Ближайший уик-энд в Новосибирске пройдет под знаком Шекспира. В «Старом доме» сегодня состоится премьера спектакля "Sociopath/Гамлет". Это не просто свежее прочтение, это своего рода манифест нового главного режиссера театра АНДРЕЯ ПРИКОТЕНКО. Корреспондент «КС» встретился с постановщиком-реформатором, чтобы узнать о новой «начинке» привычных стен.
— Андрей Михайлович, театральное здание, равно как и долгая история театра, сковывает развитие «Старого дома». Недавний статус Облдрамы, как мне кажется, предполагал определенную «народность» и доступность для понимания — шлейф этой универсальности все еще стелется. Хотя каждый главный режиссер, безусловно, «гнул палку» в свою сторону. В конце 80-х — начале 90-х, скажем, театр был центром «камерной классики», а в 2010-х стал экспериментальной базой для молодых режиссеров и сценаристов, родиной смелых фестивальных проектов. На элитарность, премиальность театрального «продукта» намекают и «новые вводные» — заявленные премьеры и возвращение зданию его первоначального «кирпичного» облика, и неизменные — размер сцены и зрительного зала театра. Как вы будете действовать?
— Мы будем действовать таким образом: хочется, чтобы театр продолжил развиваться в сторону современного искусства. Но, может быть, это современное искусство переводить из области элитарности в область общедоступности. Мы хотим, чтобы на современное искусство пошел массовый зритель. Вот это, если в двух словах сказать, такая цель и такая задача.
Как это объединяется со штукатуркой? Так и объединяется: вообще, все новое — это хорошо забытое старое. Вот мы внимательно следим за современной драматургией. На мой взгляд, появилась очень интересная современная драматургия, целое течение, целая волна последнего десятилетия. Но есть такая странная вещь. Появляются драматург Данилов или белорусский драматург Иванов и их произведения — «С Училища», «Человек из Подольска» или «Сережа очень тупой» — они созданы по законам классического драматургического произведения. Но поскольку это современная тематика, живой современный язык, то она сразу становится современной драматургией. Вот это какой-то наш путь — соединение лучшего, что приобрел российский театр. И наша замечательная универсальная система Станиславского, и наш психологический театр, и современная театральная культура. Кстати, из старого это не только Станиславский, но и то наследие, которое досталось нам от Брехта и от Гротовского.
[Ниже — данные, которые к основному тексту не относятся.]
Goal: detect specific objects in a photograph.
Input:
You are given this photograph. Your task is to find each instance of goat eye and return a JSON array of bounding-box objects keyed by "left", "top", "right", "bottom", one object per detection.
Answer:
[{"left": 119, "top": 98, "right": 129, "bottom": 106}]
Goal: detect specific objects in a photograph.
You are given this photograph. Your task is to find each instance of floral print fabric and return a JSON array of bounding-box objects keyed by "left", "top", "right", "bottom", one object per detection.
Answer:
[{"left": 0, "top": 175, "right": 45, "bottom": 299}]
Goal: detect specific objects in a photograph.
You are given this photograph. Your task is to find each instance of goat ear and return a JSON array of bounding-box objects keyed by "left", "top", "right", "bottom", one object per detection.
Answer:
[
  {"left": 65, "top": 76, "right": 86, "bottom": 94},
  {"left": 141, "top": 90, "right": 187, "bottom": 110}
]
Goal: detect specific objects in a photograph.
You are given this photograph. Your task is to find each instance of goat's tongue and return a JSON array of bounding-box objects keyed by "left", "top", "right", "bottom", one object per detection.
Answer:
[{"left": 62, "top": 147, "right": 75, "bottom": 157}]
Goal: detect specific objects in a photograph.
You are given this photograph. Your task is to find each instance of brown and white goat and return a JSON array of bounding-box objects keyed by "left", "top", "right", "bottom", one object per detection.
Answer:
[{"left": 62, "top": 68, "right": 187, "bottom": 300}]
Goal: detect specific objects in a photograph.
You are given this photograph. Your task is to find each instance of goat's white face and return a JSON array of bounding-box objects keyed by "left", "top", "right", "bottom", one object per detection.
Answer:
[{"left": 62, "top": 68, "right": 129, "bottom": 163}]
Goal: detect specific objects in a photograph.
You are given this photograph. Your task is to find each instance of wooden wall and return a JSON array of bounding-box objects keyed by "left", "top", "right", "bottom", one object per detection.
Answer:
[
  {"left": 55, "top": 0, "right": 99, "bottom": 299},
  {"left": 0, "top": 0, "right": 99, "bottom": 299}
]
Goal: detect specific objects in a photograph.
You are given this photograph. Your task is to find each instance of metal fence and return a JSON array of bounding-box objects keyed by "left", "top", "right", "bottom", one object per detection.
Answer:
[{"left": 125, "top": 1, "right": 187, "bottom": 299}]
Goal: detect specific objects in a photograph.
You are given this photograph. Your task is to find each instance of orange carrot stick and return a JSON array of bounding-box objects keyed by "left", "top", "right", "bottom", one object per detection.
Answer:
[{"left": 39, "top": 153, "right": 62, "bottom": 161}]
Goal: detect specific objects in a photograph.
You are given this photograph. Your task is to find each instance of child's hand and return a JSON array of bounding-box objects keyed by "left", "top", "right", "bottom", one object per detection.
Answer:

Я хотел бы, чтобы наш театр был неким универсальным театральным организмом, который мог бы реализовывать вообще любые задачи, но сложные! Современное искусство, если надо, классический театр — пожалуйста. Если мы будем делать современные спектакли, это же не означает, что мы не будем делать классические спектакли. Просто есть некая направленность. Самое главное, что это современная драматургия.
— Театр «Старый дом» — маленький, камерный. Нет необходимости приводить в него каждый день 600 человек. И в этом смысле массовый зритель все равно сегментирован для театра. Есть ли какой-то идеальный зритель в этом отношении?
— По поводу массовости я хочу сделать маленькую пометку. Когда я сюда ехал, казалось, что 160 человек — это ерунда. А оказывается, наполнить зрительный зал даже на классическую постановку «Вишневый сад», хоть и сделанную не вполне классически, не так уж просто. Сказывается то, что мы на отшибе, что про театр мало знают в Новосибирске.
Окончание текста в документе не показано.